[buug] BUUG (partial) history - blast from the past! ... and ... future!

Claude Jager-Rubinson cjr at grundrisse.org
Sat Jan 15 21:54:14 PST 2022


On 1/15/22 03:29, Michael Paoli wrote:
> BUUG (partial) history - blast from the past! ... and ... future!

Thanks for this walk down memory lane!  I only lived in Berkeley for 
three years, but BUUG was a huge part of my life there and I continue to 
have incredibly fond memories of our meetings and the friends I made 
(and have largely lost touch with over the years). I left Berkeley for 
grad school in 2003, just before you showed up and can confirm your history.

Indeed, we were at weak.org/buug for years until somebody (maybe Aaron 
Porter?) purchased the buug.org domain.  Just one or two people had 
@buug.org email addresses, which was obviously very prestigious.  
Attendance at Au Coquelet was usually half-a-dozen people but would 
occasionally shoot up because it during the dot-com bust and people 
would come looking for jobs and to network.  Once they realized that we 
couldn't help them, they didn't come back.
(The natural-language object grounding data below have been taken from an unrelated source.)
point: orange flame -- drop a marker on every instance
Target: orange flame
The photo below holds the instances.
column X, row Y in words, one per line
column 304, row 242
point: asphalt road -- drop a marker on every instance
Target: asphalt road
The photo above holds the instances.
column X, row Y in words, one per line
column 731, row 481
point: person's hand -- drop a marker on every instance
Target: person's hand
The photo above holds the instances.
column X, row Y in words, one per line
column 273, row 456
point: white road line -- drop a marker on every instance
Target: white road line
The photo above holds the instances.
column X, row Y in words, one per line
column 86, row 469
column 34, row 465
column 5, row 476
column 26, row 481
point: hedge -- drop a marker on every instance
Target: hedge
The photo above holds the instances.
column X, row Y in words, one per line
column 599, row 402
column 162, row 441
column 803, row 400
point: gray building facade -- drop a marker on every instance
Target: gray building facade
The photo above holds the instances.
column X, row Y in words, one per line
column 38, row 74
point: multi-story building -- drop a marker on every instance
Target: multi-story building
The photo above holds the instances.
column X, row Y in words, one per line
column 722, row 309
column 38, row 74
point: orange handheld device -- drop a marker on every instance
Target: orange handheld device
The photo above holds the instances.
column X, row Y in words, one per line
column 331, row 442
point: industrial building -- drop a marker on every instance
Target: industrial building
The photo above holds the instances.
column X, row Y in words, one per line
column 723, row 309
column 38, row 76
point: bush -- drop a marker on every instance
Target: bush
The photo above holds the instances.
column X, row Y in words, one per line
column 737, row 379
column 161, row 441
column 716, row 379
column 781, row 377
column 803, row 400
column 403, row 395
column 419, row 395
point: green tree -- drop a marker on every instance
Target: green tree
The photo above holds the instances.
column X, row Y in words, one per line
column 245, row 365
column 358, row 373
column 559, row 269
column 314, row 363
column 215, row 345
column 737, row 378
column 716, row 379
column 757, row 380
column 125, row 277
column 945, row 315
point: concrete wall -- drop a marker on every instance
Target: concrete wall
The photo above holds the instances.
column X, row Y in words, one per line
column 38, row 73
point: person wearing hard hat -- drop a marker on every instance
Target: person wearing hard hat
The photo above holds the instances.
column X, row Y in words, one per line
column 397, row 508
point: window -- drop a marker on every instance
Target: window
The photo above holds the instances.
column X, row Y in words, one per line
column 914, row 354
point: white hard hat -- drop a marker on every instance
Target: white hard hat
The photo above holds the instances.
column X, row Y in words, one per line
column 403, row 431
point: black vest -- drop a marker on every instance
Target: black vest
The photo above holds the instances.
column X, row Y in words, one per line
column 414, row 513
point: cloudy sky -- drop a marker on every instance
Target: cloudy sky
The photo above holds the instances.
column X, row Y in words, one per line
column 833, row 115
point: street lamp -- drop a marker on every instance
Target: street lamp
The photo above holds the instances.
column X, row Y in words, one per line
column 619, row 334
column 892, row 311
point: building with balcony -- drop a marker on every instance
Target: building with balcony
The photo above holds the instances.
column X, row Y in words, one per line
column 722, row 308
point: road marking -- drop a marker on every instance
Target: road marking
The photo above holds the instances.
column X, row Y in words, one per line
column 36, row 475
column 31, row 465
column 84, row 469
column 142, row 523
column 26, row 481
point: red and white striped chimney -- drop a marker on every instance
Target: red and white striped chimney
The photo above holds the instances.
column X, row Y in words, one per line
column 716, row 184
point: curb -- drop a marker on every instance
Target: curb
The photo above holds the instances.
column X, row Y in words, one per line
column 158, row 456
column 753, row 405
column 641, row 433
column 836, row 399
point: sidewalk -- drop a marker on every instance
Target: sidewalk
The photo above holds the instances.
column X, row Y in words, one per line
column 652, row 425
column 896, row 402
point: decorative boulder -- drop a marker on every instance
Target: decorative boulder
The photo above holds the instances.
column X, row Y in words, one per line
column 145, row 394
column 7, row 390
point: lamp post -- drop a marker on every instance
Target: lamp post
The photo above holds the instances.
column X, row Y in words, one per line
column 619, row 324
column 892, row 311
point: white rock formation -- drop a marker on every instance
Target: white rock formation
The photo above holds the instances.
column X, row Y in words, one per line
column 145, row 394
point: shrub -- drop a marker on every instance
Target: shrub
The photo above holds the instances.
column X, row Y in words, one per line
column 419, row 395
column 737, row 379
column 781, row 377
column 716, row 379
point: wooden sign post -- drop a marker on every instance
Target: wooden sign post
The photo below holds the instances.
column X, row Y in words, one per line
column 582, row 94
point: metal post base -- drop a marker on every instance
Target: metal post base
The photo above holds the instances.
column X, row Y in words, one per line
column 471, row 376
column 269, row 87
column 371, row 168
BUUG was super fun and I learned a ton that in many ways remains the 
foundation of my Unix knowledge and programming, more generally.  The 
ThinkPad that I'm typing this email on is certainly much faster and 
fancier than the one I was using back then.  But it's still running FVWM 
with a config file that's not fundamentally different from the one that 
I was working on back then, just with a lot of additional functionality 
that's accumulated over the years.

Upon moving to Tucson for grad school, I missed BUUG and while there 
were technical meetings, there wasn't any social meetings. So I started 
hosting a twice-monthly social hour at a local coffee shop as part of 
the Tucson Free Unix Group (TFUG).  At some point, the coffee hour 
transmuted into a happy hour that was especially well attended.  At some 
point after I moved to Houston in 2010, the TFUG happy hour dissolved, 
like so many other LUGs have.

More recently, I've taken over organizing the Houston Functional 
Programming User Group (HFPUG), although we too have of course been 
meeting virtually since the pandemic.  Before the pandemic, however, one 
of my main goals was to cultivate a social hour, following in the 
footsteps of BUUG and TFUG.  If it ever again becomes safe to eat inside 
a restaurant, I'll keep trying.  And indeed, yes, it was also through 
BUUG that I was first introduced to functional programming.

I'm always glad when an email shows up from the BUUG mailing list and am 
very happy that you all have kept the group going for all these years.